At one point subject to bombings by Sudanese fighter jets, the hospital compound now has several foxholes where patients and staff can flee in case of more attacks.
A deserving recipient
The L’Chaim (Hebrew for “to life”) Prize is sponsored by Jewish philanthropists Rabbi Erica and Mark Gerson.
“Dr. Tom Catena has given up everything that we in the U.S. take for granted in order to bring healthcare to more than a million people who, without him, would otherwise not have access to any medical care,” said Mark Gerson, co-founder of African Mission Healthcare, which has been supporting mission hospitals in Africa since 2010, in an announcement about the 2019 award.
The L’Chaim prize, launched in 2016, comes with the world’s largest annual award of its kind dedicated to direct patient care in Africa. Catena will receive the award April 14 at a dinner in New York City.

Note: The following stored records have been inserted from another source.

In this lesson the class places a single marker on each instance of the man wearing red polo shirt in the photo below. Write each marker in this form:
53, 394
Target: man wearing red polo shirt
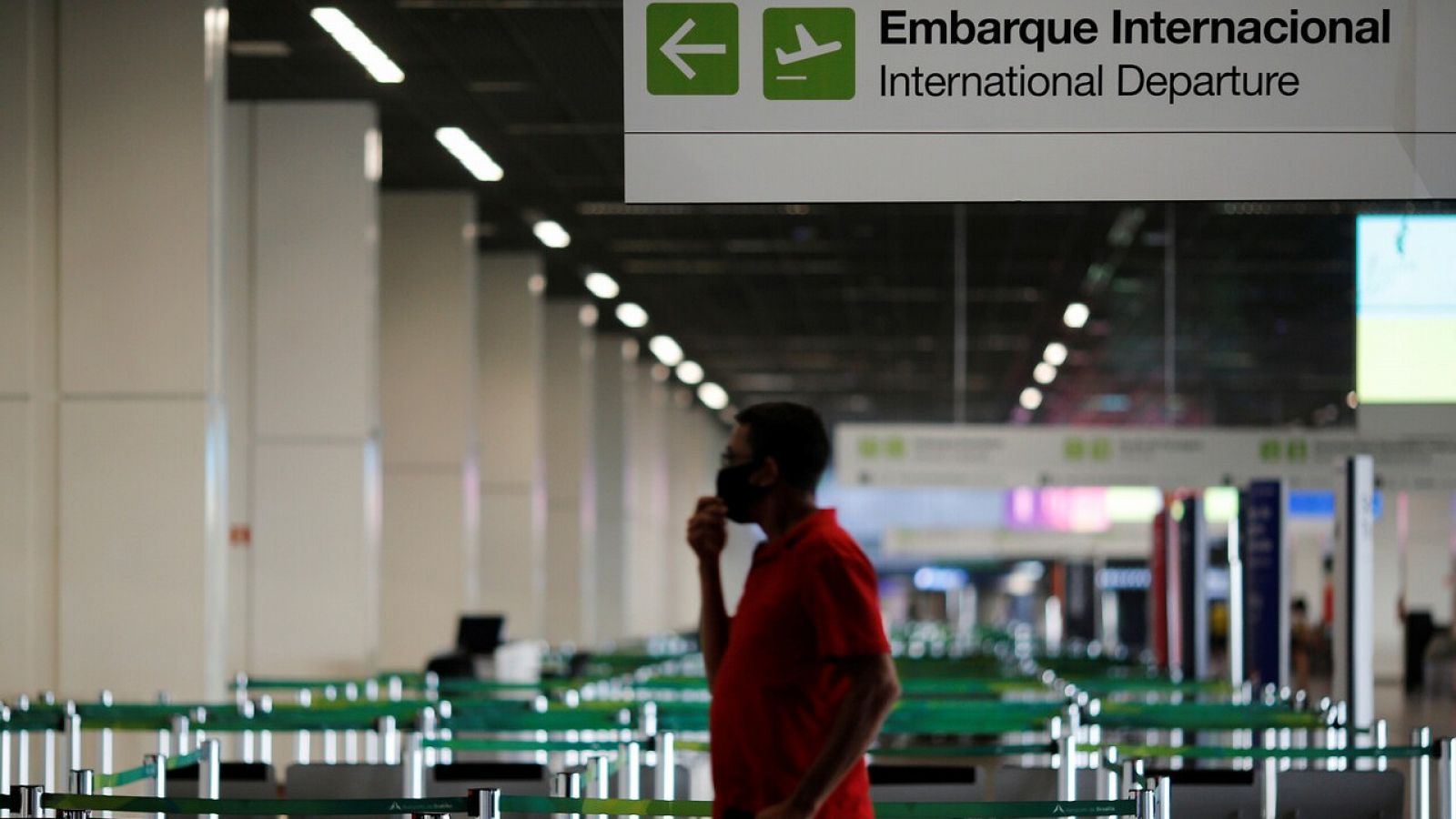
801, 675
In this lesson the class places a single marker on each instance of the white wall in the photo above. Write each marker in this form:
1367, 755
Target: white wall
571, 544
315, 389
513, 499
429, 392
28, 350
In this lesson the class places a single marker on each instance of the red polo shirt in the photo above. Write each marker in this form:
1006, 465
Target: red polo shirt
812, 598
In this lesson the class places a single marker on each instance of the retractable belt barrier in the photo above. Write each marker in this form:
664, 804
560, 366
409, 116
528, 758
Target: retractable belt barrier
548, 804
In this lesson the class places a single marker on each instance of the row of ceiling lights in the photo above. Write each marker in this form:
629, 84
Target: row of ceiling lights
662, 347
1053, 358
455, 140
551, 234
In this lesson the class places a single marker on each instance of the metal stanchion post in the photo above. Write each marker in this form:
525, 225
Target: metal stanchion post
1269, 790
106, 746
159, 782
181, 734
427, 731
446, 756
22, 745
632, 771
28, 800
351, 736
73, 738
1448, 778
331, 738
567, 784
5, 756
667, 765
415, 768
1067, 771
1382, 741
1107, 783
485, 804
266, 736
1145, 804
1421, 775
82, 783
48, 748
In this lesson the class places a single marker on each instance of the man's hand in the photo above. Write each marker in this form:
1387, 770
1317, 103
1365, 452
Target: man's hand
784, 811
708, 530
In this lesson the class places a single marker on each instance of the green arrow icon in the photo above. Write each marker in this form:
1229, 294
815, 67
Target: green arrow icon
692, 48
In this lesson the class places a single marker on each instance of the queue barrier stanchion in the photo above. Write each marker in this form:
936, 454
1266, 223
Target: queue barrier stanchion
1421, 777
5, 758
28, 802
1448, 748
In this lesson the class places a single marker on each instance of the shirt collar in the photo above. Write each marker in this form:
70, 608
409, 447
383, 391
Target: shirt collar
769, 550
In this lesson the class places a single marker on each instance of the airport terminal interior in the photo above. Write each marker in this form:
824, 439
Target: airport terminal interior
353, 414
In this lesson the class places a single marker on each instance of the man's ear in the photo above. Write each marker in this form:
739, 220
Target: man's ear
768, 474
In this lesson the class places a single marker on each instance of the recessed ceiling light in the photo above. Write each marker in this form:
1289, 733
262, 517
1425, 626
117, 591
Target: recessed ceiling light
666, 350
551, 234
691, 373
359, 46
1031, 398
1077, 315
632, 315
470, 153
713, 395
602, 286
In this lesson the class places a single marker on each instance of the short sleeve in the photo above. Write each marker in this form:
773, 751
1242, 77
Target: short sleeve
844, 605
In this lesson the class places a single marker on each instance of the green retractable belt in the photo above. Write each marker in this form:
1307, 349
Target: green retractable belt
557, 804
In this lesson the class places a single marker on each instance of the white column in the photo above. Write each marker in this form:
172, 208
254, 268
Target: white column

“For more than a decade, Tom has endured bombings, epidemics, rainy seasons and flooding, loss of power, lack of equipment and staff, and very little connection with the outside world, all because of his dedication to the Nuba people. He exemplifies what it means to ‘walk in all God’s ways and to love Him,’ and we are honored to be his partner in his sacred work,” said Rabbi Erica Gerson, who co-sponsors the prize with her husband.
The $500,000 award will go toward the Nuba 2020 campaign, the goal of which is to raise $7.5 million to keep the only major hospital in the Nuba Mountains fully operational for the next two decades. The money also will help strengthen and expand the hospital and its network of clinics, Catena said.
Mark Gerson commented on Catena’s commitment. “The sheer amount of good he does—as measured in clinic visits, surgeries, deliveries, community clinic patients treated, and children vaccinated—with the amount of resources he has is completely stunning. It is simply incredible to even think about how many lives Tom and the team he has built can save and transform with the money that he is provided,” he said.
A challenging place
Catena, who has also had his face on a 2018 Armenia stamp after he was awarded the second annual Aurora Prize for Awakening Humanity, said he was pleasantly surprised to receive the L’Chaim prize.
“The previous awardees had pretty major accomplishments,” he said. “The prize money will give us a big boost and hopefully help to put us on some solid financial footing. We are completely dependent on individual donors yet are the only major referral hospital for a population of over one million.”
Catena said it is the people who have kept him in Africa. He recalls a young girl, who was about three or four years old and was being cared for by her elderly grandmother. The girl’s mother was killed in an airstrike by the Sudan Air Force, and the grandmother was struggling to look after her.
“When the girl came to us, she was skin and bones and unable to walk due to TB of the spine. With TB medicines and good care by our nursing staff, the girl was restored to full health,” he said.
His advice for other doctors? “Working in these remote and challenging settings can be very frustrating yet incredibly rewarding,” he said.
But it’s work he recommends others try. “I’d recommend anyone to do perhaps a short-term mission to see if it’s for them and then something more long term, where they would be able to contribute more.”